Ich habe gerade mit meinem Cousin telefoniert, der seit ein paar Jahren in Taiwan lebt. Er erzählte von seinem Alltag dort, und irgendwie hat mich das Gespräch nachdenklich gemacht. Ich frage mich, wie man eigentlich über die Souveränität eines Ortes spricht, wenn die Menschen, die dort leben, ein so normales Leben führen wie überall sonst auch. Mir fehlt da gerade der richtige Blickwinkel.

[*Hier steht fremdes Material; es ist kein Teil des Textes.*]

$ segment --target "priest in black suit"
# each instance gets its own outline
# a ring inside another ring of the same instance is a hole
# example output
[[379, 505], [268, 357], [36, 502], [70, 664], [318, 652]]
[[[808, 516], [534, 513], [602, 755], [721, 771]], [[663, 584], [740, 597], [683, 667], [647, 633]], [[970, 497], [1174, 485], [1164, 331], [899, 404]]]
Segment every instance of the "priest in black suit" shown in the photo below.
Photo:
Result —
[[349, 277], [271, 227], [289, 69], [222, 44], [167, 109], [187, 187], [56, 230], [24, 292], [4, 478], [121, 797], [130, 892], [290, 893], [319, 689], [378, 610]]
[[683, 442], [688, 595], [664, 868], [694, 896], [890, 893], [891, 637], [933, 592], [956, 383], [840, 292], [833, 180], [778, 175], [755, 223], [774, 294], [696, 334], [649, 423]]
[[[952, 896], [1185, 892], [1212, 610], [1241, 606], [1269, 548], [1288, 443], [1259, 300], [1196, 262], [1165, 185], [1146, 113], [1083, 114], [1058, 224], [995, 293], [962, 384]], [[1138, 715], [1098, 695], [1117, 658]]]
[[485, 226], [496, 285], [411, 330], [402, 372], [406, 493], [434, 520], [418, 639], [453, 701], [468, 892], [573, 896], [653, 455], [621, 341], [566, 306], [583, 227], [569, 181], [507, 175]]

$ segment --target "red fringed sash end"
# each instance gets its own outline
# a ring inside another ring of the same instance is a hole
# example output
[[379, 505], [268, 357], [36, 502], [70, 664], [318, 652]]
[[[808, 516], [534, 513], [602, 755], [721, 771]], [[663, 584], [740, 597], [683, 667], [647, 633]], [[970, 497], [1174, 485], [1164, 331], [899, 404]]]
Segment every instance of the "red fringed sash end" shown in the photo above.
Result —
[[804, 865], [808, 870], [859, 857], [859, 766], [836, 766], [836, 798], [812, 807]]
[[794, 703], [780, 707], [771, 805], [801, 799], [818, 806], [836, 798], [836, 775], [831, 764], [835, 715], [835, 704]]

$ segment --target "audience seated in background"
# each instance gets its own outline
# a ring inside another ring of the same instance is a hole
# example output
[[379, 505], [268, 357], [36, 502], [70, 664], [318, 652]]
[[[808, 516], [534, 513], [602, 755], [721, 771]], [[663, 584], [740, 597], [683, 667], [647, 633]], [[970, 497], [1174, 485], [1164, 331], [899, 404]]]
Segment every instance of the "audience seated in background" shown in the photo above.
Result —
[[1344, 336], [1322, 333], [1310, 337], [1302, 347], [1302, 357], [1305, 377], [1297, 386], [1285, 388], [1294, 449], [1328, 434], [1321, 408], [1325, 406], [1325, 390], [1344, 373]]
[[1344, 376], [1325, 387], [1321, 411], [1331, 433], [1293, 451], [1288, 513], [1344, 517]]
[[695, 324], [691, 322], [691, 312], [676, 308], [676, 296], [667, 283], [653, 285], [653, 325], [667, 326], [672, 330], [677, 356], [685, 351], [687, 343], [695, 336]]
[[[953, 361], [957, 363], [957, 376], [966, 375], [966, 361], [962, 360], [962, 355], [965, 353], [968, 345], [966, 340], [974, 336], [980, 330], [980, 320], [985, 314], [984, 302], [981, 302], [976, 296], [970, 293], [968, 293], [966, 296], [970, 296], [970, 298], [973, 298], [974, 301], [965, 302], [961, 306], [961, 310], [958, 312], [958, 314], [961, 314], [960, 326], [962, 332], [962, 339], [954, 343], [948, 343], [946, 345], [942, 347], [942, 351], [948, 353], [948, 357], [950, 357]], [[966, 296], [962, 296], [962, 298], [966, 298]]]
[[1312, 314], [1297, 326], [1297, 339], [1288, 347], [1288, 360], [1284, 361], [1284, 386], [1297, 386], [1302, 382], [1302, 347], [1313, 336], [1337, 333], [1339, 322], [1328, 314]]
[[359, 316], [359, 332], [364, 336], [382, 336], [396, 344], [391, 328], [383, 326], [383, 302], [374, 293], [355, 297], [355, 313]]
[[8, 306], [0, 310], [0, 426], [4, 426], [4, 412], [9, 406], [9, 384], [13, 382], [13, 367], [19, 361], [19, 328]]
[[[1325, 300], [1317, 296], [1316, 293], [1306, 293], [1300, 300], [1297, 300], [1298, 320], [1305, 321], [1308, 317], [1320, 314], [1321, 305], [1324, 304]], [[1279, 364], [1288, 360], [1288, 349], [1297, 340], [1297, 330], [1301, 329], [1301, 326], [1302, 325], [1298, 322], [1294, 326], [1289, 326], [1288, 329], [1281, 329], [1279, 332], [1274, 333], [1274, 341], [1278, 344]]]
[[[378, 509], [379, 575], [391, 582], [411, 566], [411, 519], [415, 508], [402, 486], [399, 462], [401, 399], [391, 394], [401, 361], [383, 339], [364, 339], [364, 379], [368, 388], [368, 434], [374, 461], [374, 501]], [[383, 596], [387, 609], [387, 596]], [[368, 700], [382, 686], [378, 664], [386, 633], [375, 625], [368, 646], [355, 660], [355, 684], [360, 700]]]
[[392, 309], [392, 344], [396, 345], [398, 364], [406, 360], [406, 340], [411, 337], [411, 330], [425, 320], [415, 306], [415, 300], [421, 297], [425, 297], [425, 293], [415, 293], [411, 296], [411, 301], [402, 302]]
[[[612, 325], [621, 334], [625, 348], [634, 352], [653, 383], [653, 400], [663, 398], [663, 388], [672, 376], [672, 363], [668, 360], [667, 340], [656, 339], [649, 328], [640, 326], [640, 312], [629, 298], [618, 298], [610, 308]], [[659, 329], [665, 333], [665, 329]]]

Dieses Telefonat mit dem Cousin hat mir eine merkwürdige Lücke zwischen Alltag und Politik gezeigt Souveränität wirkt jetzt wie ein Wort das sich im Gespräch lockerer anhört als im Gesetzestext
Analytisch gedacht ist Souveränität eher die Fähigkeit eines Ort Regeln zu setzen und die Menschen darin weiterleben zu lassen statt sie zu kontrollieren
Ich verlege das Thema auf die Sprache des Alltags und merke wie Freiheit im Alltag oft stärker zu spüren ist als abstrakte Konzepte
Vielleicht ist das Thema zu akademisch und doch frage ich mich ob der Ort mir gehört oder ob er sich durch seine Bewohner mitbestimmen lässt
Statt eine klare Nation zu suchen könnte man fragen wer Geschichten aus einem Ort macht und welche Stimmen wirklich zählen
Wie würdest du der Idee begegnen dass Souveränität sich in Wege drängt die man erst versteht wenn man dort lebt?